Arranging Art and Images

My posts last summer focused on my art collection. Some of the works hadn’t been hung or were hung in the wrong places. In the fall, I planned where to hang everything, and I executed my plan with the help of the Toronto-based art installation firm Artstall. Artstall does excellent work, using professional methods such as surveyors’ instruments, and their price was reasonable. I strongly recommend them.
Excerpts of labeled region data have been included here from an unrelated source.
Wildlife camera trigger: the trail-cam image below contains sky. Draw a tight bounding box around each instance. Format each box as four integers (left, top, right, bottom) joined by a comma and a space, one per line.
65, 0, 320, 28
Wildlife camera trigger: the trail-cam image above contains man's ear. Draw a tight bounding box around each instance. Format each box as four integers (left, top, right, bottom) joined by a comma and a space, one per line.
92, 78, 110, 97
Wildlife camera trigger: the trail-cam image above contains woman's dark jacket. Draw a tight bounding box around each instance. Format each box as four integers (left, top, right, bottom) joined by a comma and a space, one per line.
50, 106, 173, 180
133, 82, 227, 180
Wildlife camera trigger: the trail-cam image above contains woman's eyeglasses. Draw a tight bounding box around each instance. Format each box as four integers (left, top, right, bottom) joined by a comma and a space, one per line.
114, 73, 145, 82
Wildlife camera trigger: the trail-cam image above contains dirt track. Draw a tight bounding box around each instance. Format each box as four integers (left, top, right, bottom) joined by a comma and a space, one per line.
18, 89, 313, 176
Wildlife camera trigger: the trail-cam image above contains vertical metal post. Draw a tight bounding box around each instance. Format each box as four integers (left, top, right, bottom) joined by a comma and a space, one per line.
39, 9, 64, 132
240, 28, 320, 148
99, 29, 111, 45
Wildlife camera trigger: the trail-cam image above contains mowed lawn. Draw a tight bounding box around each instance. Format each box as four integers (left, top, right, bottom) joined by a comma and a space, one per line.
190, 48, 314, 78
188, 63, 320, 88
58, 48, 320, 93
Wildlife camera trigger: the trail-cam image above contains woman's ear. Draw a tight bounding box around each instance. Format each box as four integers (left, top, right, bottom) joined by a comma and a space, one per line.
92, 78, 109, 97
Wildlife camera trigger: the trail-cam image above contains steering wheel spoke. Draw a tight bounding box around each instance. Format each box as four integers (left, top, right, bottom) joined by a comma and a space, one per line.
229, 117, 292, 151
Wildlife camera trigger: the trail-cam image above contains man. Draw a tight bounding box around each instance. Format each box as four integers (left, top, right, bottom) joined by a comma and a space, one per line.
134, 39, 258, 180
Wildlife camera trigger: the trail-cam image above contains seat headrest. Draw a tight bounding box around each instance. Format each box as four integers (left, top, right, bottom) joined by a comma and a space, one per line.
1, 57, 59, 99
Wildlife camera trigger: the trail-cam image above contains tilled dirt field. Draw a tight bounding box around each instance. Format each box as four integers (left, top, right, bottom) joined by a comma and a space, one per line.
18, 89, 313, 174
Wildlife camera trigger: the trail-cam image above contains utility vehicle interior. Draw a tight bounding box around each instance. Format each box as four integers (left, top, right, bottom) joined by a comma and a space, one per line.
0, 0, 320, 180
Inspiration in the Basement

Part of our basement is finished, and I use it as an exercise area. I hung pieces that call to mind three important themes: environment, social justice, and scholarship. Environment is embodied in An Ji’s two Chinese landscapes of rivers flowing through mountains and a poster for a 1984 exhibit at the Royal Ontario Museum of Audubon’s famous “Birds of America” displaying his painting of a snowy heron. They all evoke the pre-Anthropocene idea of people living harmoniously with nature. Duke Ketye’s painting Riding in the Third-Class Carriage reminds me of Martin Luther King’s maxim that “the arc of the moral universe is long, but it bends towards justice” and of the Jewish notion of tikkun olam, our responsibility to help bend that arc. I also have a poster celebrating the 1977 tercentenary of Wren’s chapel at Emmanuel College Cambridge. (Personal disclosure: my parents purchased it for me because Emmanuel is where John Harvard studied). I connect this image to environmental and social justice because of the essential role of scholarship and research to both pursuits. When I do reps and my mind is unencumbered, the art is there to remind me of my responsibilities.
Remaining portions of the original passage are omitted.